I've been working on a compact Python library called cgmm for regression modelling with Conditional Gaussian Mixture Models. It allows flexible, data-driven regression beyond Gaussian and linear assumptions.
It integrates with scikit-learn, comes with documentation and examples, and is available on PyPI.
Key features:
* model non-Gaussian conditional distributions
* capture non-linear dependencies
* handle heteroscedastic noise (variance that changes with inputs)

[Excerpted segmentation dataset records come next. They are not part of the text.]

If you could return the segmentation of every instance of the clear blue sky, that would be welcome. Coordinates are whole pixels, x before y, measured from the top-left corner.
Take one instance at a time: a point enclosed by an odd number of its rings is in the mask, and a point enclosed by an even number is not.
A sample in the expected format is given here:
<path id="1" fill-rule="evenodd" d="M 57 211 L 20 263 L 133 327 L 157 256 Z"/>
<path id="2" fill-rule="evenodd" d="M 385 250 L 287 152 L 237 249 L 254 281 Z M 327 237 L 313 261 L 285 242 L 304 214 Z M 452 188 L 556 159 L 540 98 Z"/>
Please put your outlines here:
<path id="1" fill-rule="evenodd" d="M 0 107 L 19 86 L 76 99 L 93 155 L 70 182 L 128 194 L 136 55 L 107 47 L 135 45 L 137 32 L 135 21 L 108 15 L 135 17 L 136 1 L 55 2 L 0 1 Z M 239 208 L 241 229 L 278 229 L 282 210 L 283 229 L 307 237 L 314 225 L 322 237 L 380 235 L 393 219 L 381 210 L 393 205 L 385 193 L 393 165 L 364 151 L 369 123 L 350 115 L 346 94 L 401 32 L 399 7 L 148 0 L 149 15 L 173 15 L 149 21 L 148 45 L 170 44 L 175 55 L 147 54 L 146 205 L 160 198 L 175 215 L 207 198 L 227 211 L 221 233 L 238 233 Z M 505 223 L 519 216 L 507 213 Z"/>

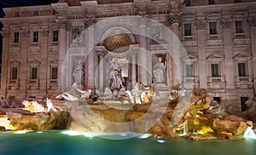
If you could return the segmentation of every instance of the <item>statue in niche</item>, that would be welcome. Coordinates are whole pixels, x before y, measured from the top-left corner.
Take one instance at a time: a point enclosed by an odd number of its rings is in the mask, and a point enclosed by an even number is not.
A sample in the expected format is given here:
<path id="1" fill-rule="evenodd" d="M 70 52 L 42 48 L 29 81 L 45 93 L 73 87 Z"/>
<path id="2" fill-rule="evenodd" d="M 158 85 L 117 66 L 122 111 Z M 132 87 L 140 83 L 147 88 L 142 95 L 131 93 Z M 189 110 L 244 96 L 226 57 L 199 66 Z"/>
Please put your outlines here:
<path id="1" fill-rule="evenodd" d="M 118 64 L 118 60 L 114 58 L 110 66 L 110 89 L 112 91 L 119 91 L 123 88 L 123 83 L 125 83 L 125 78 L 122 77 L 122 69 Z"/>
<path id="2" fill-rule="evenodd" d="M 78 28 L 73 31 L 73 43 L 79 43 L 83 42 L 83 35 L 79 34 L 79 30 Z"/>
<path id="3" fill-rule="evenodd" d="M 165 29 L 163 26 L 157 26 L 153 27 L 151 32 L 151 37 L 154 41 L 164 41 L 165 40 Z"/>
<path id="4" fill-rule="evenodd" d="M 166 83 L 166 61 L 161 62 L 162 58 L 159 57 L 159 62 L 155 64 L 153 68 L 153 76 L 154 83 Z"/>
<path id="5" fill-rule="evenodd" d="M 83 71 L 82 60 L 79 60 L 72 74 L 73 77 L 74 78 L 73 83 L 81 84 L 83 79 L 83 74 L 84 74 L 84 71 Z"/>

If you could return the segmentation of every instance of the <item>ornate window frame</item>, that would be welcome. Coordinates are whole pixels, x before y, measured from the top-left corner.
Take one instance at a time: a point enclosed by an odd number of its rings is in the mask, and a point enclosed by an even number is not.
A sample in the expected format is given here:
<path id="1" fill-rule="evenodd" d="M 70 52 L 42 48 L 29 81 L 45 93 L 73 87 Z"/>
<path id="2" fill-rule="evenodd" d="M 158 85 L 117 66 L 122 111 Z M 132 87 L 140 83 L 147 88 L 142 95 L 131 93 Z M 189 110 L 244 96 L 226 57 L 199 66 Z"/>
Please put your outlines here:
<path id="1" fill-rule="evenodd" d="M 198 58 L 189 55 L 182 59 L 183 60 L 183 83 L 198 83 Z M 193 66 L 193 76 L 187 77 L 186 76 L 186 65 L 192 65 Z"/>
<path id="2" fill-rule="evenodd" d="M 27 62 L 27 86 L 29 87 L 28 89 L 39 89 L 39 72 L 40 72 L 40 65 L 37 60 L 32 60 Z M 32 78 L 32 68 L 37 68 L 37 78 Z"/>
<path id="3" fill-rule="evenodd" d="M 207 82 L 208 83 L 224 83 L 224 57 L 218 54 L 213 54 L 210 55 L 207 59 Z M 218 76 L 212 77 L 212 64 L 218 64 Z"/>
<path id="4" fill-rule="evenodd" d="M 59 68 L 58 68 L 58 60 L 56 59 L 50 59 L 48 61 L 48 89 L 53 89 L 54 87 L 56 87 L 58 85 L 58 79 L 59 79 Z M 52 69 L 53 68 L 57 68 L 57 78 L 54 79 L 52 78 Z"/>
<path id="5" fill-rule="evenodd" d="M 251 83 L 252 82 L 252 56 L 247 54 L 239 54 L 233 57 L 235 82 L 236 83 Z M 240 77 L 238 71 L 238 64 L 246 64 L 246 76 Z"/>
<path id="6" fill-rule="evenodd" d="M 8 74 L 8 89 L 20 89 L 20 62 L 14 60 L 11 60 L 9 66 L 9 74 Z M 12 79 L 12 70 L 13 68 L 17 68 L 17 78 Z"/>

* provide full predictive distributions, not just point estimates
The current release added:
* Mixture of Experts (MoE): Softmax-gated experts with linear mean functions (Jordan & Jacobs, “Hierarchical Mixtures of Experts and the EM Algorithm”, Neural Computation, 1994)
* Direct conditional likelihood optimization: implementing EM from Jaakkola & Haussler, “Expectation-Maximization Algorithms for Conditional Likelihoods”, ICML 2000
Examples now cover a range of applications:
* ViX volatility Monte Carlo simulation (non-linear, non-Gaussian SDEs)
* Multivariate seasonal forecasts (temperature, windspeed, light intensity)
* Iris dataset + scikit-learn benchmarks
* Generative modelling of handwritten digits
Links:
Docs: https://cgmm.readthedocs.io/en/latest/
GitHub: https://github.com/sitmo/cgmm
PyPI: https://pypi.org/project/cgmm/
I'd love to get feedback from the community, especially on use cases where people model non-Gaussian, non-linear data.